Isla Blue Development, LLC v. Moore, 42 Fla. L. Weekly D1355 (Fla. 2nd DCA June 14, 2017):
In serving its section 57.105 motion, the party did not eServe the condition precedent letter pursuant to rule 2.516(b)(1). There was no dispute that the section 57.105 notice was sent by U.S. mail and the parties did not stipulate to such service. As a result, the trial court concluded that the prevailing party failed to strictly comply with the requirements of rule 2.516(b).
The court pointed out, however, that subsection (a) of the rule provides that when a statute specifies a different means of service, every pleading subsequent to the initial pleading in every document filed in any court proceeding must be served in accordance with rule 2.516. Reading subsections (a) and (b)(1) together, the word “documents” in subsection (b)(1) is confined in meaning to documents filed in any court proceeding.
In looking at the specific language of section 57.105(4) which states that the motion which provides the required 21 day safe harbor notice must be served but it may not be filed with or presented to the court. Accordingly, the court said such a motion is only served on the opposing party but not filed with the court and therefore the email service requirements of rule 2.516(b)(1) did not apply. The court certified conflict with the Fourth District’s 2014 decision ruling to the contrary (and presumably the ruling that came out just last week).

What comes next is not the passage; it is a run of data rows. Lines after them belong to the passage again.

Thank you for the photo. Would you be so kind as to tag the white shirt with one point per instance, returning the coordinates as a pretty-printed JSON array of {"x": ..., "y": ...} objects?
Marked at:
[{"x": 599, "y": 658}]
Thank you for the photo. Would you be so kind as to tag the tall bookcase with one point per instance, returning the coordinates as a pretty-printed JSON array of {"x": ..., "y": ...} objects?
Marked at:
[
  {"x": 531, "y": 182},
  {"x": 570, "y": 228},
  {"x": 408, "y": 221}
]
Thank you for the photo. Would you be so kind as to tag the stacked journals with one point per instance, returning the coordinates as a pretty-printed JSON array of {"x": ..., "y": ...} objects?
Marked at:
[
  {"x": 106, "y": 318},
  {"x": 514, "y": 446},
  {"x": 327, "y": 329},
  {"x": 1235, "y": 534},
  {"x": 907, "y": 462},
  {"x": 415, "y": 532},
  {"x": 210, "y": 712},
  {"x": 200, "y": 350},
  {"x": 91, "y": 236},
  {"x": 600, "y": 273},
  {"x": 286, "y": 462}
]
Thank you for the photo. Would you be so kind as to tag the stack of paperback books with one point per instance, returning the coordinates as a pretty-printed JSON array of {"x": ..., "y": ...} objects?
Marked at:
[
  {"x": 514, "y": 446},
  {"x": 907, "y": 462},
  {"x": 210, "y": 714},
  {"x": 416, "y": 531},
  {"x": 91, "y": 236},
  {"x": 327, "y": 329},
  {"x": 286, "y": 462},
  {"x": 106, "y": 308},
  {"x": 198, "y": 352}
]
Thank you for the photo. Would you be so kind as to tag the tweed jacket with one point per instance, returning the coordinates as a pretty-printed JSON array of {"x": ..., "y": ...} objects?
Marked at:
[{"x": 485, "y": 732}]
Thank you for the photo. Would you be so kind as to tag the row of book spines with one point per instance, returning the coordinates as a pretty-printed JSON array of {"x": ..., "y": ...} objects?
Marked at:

TRIAL COURT DID NOT ERR IN IMPOSING A SANCTION OF WAIVER OF WORK PRODUCT PRIVILEGE FOR INTENTIONAL DISCOVERY VIOLATIONS.
Kidde Fire Trainers, Inc. v. McCrea, 42 Fla. L. Weekly D1357 (Fla. 3rd DCA June 14, 2017):
Finding competent and substantial evidence to support the trial court’s finding that the defendant’s discovery violations were intentional, the court found there was no abuse of discretion or departure from the essential requirements of law when the trial court imposed a sanction of “work product waiver” on certain protected emails.